Nach § 1 PflVG ist der Halter eines Kraftfahrzeugs oder Anhängers mit regelmäßigem Standort im Inland verpflichtet, für sich, den Eigentümer und den Fahrer eine Haftpflichtversicherung zur Deckung der durch den Gebrauch des Fahrzeugs verursachten Personenschäden, Sachschäden und sonstigen Vermögensschäden nach den folgenden Vorschriften abzuschließen und aufrechtzuerhalten, wenn das Fahrzeug auf öffentlichen Wegen oder Plätzen (§ 1 des Straßenverkehrsgesetzes) verwendet wird.
1.2. Der Kläger trägt zwar vor, es sei unerlässlich für ihn, dass die Fahrzeuge am öffentlichen Straßenverkehr teilnehmen, insbesondere bei Vorführungen, aber auch bei anderen Gelegenheiten (Bl. 3 d.A.) bzw. auch, er wolle die Fahrzeuge im öffentlichen Raum führen (Bl. 92 d.A.).
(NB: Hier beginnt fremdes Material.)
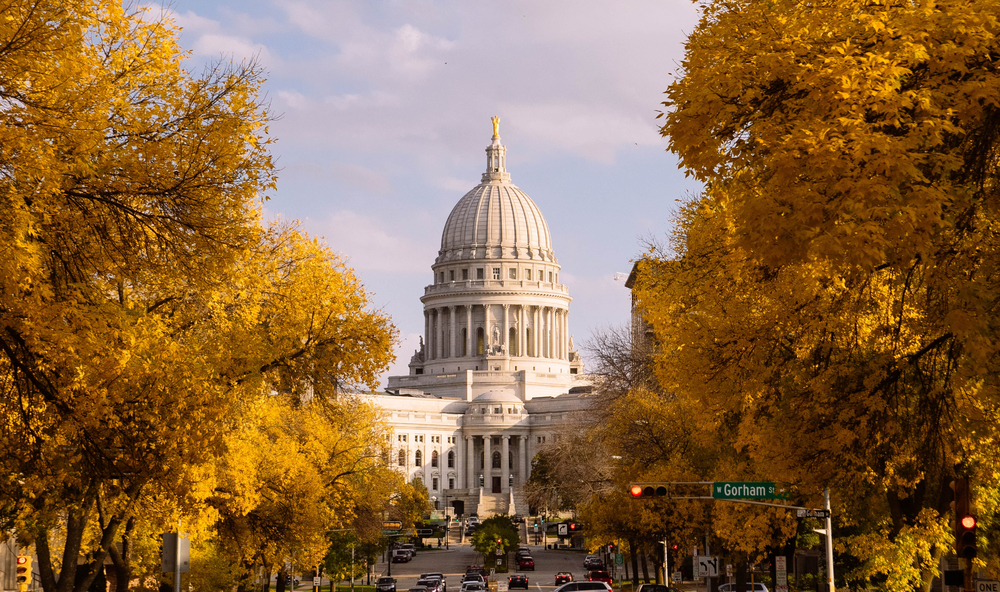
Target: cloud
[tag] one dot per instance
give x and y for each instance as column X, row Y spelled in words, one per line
column 368, row 243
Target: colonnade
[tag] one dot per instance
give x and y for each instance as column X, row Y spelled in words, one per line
column 538, row 331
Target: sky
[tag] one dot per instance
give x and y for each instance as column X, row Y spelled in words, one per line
column 384, row 116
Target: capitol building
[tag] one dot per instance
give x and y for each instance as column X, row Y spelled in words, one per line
column 496, row 377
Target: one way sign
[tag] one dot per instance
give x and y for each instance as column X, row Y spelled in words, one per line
column 708, row 567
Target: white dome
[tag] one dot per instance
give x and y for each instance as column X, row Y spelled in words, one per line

Das ist allerdings ohne technische Genehmigung nicht zulässig.
1.2.1. Es ist nicht substantiiert dargetan (oder auch unter Beweis gestellt), wann und wo der Kläger die Fahrzeuge ohne technische Genehmigung (verbotswidrig) im öffentlichen Verkehrsraum verwendet bzw. verwenden will (wobei auch das Abstellen im öffentlichen Verkehrsraum zum Betrieb eines Fahrzeugs gehört).
Der Vortrag des Klägers, es sei unerlässlich für ihn, dass die Fahrzeuge am öffentlichen Straßenverkehr teilnehmen bzw. auch er wolle die Fahrzeuge im öffentlichen Raum führen, genügt vorliegend nicht, weil der Kläger mit solchen Handlungen gegen Gesetze verstoßen würde; in der Regel werden Gesetze eingehalten; will eine Partei vortragen, dass sie beabsichtigt, gegen ein Gesetz zu verstoßen, so muss der entsprechende Vortrag konkret sein, damit er den Anforderungen an eine ausreichende Substantiierung genügt; anderenfalls kann von einer ernstlichen Absicht nicht ausgegangen werden.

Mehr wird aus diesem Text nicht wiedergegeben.